What is a malthouse some will ask. In a malt house, the grain is prepared for the process of brewing beer through the process of malting.
In Berlin – Schöneberg stands the Alte Mälzerei, built by the Schultheiss brewery company in a complex of buildings dating from 1914. Much of the old business is still there. The building complex consists of several buildings, a kiln wing, a threshing floor building, several silos and had a railway connection. Some of the old rails are still there. Some parts of the building are now used by different companies, but one area still houses the remains of the malthouse.
Guided tour of the malthouse
The tour took us into the building, first to the 5th floor. After delivery, the grain was brought up here and cleaned of impurities in several processes. In addition, machines sorted the grain, as not all grain shapes and sizes are used for malt production.
Afterwards we came to the still original rooms for steeping. We were able to see the large kettles in which the grain was steamed. Here the grain was moistened for several days until the water content of the grain was about 40%. This room even still has the old wall and floor tiles.
This brewery had large threshing floors. Here the grain was laid out in thin layers and had to be turned regularly. We were only able to take a brief look inside. Unfortunately, the room was so dark that photography was almost impossible. Nevertheless, the enormous amount of space needed for this process could be seen. Understandably, the operators switched to using germination boxes in the course of modernisation.

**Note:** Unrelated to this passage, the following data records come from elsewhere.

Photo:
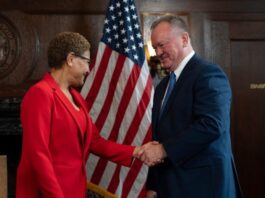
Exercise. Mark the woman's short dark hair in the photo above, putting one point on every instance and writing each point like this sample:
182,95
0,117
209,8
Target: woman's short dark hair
63,44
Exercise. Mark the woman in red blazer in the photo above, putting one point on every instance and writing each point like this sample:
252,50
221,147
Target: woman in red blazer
58,134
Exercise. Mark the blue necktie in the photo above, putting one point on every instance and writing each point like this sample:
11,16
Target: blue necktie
171,83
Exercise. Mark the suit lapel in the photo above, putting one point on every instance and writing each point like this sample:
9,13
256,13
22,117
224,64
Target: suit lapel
183,76
68,105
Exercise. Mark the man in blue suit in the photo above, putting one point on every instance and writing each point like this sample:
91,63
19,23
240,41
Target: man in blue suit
192,157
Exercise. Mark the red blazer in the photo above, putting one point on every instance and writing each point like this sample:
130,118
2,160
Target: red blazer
54,149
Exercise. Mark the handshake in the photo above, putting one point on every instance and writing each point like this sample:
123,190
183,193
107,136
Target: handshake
151,153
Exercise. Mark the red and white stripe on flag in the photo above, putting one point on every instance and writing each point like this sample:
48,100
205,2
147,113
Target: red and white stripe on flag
119,94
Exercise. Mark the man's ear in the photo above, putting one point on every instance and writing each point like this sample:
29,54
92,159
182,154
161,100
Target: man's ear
185,39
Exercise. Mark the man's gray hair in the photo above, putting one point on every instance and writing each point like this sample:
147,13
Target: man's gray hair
174,21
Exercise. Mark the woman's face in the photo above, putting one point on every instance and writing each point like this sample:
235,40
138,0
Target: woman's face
80,68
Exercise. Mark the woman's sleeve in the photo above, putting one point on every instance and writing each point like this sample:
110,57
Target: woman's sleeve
36,118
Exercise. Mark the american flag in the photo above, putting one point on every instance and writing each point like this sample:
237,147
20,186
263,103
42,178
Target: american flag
119,94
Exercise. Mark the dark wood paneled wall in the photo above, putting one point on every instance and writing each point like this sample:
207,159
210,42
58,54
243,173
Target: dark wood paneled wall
228,32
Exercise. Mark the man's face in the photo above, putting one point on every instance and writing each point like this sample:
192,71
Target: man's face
168,44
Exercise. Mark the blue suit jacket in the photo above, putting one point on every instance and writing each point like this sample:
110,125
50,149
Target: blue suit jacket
194,130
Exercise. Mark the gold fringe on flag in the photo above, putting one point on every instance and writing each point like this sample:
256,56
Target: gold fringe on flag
99,190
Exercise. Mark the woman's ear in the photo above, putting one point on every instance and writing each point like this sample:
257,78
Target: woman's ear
70,58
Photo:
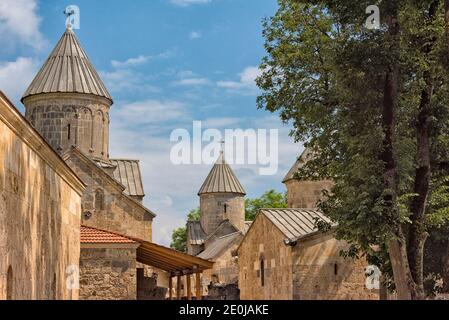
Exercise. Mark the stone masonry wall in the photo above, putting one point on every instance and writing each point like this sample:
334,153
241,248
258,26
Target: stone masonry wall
264,244
118,213
213,213
224,271
39,222
320,273
71,119
108,274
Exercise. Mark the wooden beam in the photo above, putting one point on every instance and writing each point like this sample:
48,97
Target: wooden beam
170,287
198,285
189,287
178,287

In one room there are still the newer germination boxes. They look like huge containers in which the grain has been laid out in somewhat thicker layers to germinate. Within 4-7 days, sprouts form here, which were constantly turned with the help of machines. In this way, the malthouse was able to increase its production.
The final stage of the production process is kilning. Here, the germinated grain is dried. Depending on the temperature and duration, different colour and aroma substances are produced in the grain. These are necessary for a diverse beer production.
For kiln drying, 4 distinctive chimneys were erected in Schöneberg, which still define the image of the plant today. We went into a room below these chimneys. Here you stand on grates and can look into the huge hole of the chimney. I was amazed at the noises in this room. The wind, the built-in vents and the rotating bonnets on the chimneys produce sounds that I would have found very eerie if I had been here alone. It’s good that we were told about the origin of the sounds.
I really enjoyed the visit to the malt house!
The grounds of the Alte Mälzerei are freely accessible, so you can visit the buildings from the outside. If you want to go inside the malthouse, you have to book a guided tour.